Background:
- After reading Elon Musk discuss the efficiency trade-offs between integer and floating-point computation for Tesla AI5/AI6 chips in an X thread, I thought of testing the idea myself using free ASIC tools on Tiny Tapeout.
- Since I already have a fully-fledged TPU that does 8-bit integer (INT8) arithmetic we only just convert some logic to FP8 and make sure everything else works.
- With the previous project, I had tried doing FP8 with BF16 accumulation, but the chip area blew up. In retrospect, this was likely because I took extra space converting BF16 to FP8 for 8-bit ouptuts.
- Later on in the previous project, I got rid of 8-bit outputs and kept every output in 16-bit numbers. So with back-conversion waste eliminated, time to try it out again.
Results:
-
Found different ways of implementing floating point logic for FP8 to BF16:
- Fused Multiply-Add for direct FP8 -> BF16 - requires an BF16 adder which can be tough and complex circuitry
- Simpler way - accumulate the FP8 product in an integer and then convert back to float. According to @cchan, this is also implemented in NVIDIA H100.
-
Optimized the datapath by merging the old project's
mmu_feederandcontrol_unitinto a single modulecontrol_unit. -
Have come up with plans for adding a second instruction for elementwise multiplications! It takes the same number of I/O cycles and is also handy with a systolic array!
-
Currently all manufacturability checks (LVS, Antenna, DRC) have passed in the Tiny Tapeout design flow and no setup, or hold violations have been found.
High Level Block Diagram:
Currently two tests are available, and both pass:
- Testing the precision of the MAC unit of the systolic array with randomly generated inputs from -10 to 10.

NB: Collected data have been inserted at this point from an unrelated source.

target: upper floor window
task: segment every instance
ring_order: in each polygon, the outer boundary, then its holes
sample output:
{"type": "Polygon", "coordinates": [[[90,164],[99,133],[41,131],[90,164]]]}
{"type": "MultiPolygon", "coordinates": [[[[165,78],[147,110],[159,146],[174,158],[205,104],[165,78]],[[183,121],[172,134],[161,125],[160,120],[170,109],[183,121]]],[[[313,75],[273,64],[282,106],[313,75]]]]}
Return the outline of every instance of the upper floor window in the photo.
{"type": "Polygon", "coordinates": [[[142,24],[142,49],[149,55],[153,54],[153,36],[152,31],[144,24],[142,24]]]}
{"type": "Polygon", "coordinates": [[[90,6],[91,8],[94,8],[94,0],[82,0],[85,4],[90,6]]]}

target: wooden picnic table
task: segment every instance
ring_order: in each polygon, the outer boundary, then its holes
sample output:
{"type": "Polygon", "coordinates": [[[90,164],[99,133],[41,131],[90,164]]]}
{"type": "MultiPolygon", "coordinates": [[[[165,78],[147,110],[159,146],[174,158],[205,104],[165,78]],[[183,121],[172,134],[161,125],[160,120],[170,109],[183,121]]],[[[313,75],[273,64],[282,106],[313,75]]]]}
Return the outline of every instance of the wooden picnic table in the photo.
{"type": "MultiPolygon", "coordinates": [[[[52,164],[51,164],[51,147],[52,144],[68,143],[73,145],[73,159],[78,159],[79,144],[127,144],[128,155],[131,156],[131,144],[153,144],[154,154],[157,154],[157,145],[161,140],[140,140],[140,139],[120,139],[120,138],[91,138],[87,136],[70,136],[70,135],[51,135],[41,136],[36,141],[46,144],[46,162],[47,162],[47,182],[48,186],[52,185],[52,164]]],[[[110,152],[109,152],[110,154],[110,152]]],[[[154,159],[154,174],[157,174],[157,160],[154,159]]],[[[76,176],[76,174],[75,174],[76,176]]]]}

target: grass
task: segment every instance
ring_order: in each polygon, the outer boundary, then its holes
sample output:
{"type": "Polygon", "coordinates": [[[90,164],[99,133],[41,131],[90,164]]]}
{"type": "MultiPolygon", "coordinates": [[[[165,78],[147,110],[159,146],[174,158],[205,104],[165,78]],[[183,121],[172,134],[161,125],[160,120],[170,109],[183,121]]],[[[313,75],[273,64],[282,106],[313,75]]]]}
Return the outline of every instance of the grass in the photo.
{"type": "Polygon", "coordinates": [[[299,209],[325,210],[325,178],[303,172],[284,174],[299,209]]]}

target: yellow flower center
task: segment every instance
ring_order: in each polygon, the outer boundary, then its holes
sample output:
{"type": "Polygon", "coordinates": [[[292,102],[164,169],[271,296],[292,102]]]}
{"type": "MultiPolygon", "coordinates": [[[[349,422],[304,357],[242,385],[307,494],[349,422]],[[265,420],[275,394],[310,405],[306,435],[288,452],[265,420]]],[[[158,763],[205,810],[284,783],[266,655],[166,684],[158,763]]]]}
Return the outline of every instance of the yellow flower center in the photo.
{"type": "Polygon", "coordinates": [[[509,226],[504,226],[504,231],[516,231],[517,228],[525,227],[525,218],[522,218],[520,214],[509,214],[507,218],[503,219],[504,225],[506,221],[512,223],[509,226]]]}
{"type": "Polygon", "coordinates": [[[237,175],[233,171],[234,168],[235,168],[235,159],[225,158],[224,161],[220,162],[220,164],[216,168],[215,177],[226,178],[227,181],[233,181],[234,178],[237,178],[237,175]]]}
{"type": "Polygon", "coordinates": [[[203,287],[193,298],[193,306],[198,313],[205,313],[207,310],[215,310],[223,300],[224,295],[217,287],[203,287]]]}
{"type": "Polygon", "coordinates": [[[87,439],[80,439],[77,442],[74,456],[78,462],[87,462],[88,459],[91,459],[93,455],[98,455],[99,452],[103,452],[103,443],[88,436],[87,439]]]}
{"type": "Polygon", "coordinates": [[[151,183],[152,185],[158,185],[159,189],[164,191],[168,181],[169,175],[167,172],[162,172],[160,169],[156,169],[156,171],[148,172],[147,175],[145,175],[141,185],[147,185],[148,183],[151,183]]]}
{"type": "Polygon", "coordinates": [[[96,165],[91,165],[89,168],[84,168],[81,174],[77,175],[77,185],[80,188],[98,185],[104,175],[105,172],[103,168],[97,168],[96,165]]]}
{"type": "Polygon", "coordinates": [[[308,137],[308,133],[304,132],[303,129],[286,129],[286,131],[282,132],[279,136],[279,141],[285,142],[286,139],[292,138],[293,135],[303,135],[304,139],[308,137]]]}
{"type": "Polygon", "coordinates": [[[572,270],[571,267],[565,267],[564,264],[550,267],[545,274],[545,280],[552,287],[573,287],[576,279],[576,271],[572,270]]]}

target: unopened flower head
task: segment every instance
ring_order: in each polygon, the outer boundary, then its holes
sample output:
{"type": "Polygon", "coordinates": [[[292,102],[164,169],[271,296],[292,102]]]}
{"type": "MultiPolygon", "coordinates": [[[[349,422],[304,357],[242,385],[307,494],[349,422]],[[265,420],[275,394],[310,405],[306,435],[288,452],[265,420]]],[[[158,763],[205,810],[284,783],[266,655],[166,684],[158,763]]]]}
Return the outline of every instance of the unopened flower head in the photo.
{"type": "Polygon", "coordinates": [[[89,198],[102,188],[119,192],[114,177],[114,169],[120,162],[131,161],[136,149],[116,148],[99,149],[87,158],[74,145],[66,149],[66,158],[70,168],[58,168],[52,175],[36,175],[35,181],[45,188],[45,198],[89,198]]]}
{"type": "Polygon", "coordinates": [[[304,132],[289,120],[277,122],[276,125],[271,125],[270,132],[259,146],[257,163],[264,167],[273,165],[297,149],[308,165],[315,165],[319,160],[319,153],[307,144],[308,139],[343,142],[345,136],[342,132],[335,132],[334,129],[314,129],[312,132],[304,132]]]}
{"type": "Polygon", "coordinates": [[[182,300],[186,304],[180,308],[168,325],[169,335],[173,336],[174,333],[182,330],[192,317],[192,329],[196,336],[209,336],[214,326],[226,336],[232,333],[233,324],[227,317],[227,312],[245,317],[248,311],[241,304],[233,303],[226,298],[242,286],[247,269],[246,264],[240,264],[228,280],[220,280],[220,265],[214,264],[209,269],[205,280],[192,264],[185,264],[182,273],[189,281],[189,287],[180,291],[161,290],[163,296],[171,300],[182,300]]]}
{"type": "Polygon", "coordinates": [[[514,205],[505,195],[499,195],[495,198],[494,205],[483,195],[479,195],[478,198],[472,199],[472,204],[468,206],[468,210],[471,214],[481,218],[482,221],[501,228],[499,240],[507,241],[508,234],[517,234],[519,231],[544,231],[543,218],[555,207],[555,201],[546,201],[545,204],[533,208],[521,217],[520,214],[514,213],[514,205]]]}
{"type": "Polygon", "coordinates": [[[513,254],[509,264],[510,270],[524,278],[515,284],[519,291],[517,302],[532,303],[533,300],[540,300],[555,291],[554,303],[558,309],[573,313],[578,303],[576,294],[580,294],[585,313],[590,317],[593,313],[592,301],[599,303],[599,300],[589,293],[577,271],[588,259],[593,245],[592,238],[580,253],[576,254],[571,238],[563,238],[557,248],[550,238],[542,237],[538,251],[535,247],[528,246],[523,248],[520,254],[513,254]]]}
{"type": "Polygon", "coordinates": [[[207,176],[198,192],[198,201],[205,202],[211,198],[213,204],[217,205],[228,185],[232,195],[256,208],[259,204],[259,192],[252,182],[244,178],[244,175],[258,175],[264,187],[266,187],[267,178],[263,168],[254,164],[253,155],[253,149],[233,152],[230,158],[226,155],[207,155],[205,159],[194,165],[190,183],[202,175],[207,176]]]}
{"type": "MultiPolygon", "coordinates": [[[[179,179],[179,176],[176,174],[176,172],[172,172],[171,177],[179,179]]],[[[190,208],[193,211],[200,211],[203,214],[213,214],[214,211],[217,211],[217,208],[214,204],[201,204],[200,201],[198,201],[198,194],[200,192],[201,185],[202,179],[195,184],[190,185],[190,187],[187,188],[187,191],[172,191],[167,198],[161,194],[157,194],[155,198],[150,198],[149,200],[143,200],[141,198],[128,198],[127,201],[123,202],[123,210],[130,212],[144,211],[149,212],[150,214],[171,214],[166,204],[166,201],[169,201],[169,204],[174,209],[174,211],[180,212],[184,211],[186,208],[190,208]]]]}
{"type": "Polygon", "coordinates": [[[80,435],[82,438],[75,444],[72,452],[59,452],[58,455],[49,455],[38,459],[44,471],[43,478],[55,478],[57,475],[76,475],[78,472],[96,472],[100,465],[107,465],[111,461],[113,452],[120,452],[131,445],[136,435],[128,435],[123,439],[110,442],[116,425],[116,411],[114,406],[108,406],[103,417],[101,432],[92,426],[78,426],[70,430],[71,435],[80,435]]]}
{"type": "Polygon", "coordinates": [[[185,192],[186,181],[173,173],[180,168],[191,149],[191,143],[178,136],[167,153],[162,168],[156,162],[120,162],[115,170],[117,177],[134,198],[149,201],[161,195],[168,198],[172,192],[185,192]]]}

- Testing the functional accuracy of the matrix multiplication.
Tiny Tapeout is a project that makes it easy and chip to get digital and analog designs manufactured on a real chip.
To learn more, visit https://tinytapeout.com.
My Verilog code of the Application-Specific Integrated Circuit (ASIC) logic is defined in /src, and upon uploading to GitHub, each commit triggers a GitHub action.
The GitHub action will automatically build the ASIC files using LibreLane.
This action transforms the chip logic from software code to wired connections between transistors on the chip, allowing for designers to view the chip form when it is etched on the silicon die.
Moreover, it enables logical and physical pre-silicon verification to ensure it works after tapeout. Due to ASIC indelibleness, the chip must work when taped out or else it is thrown away.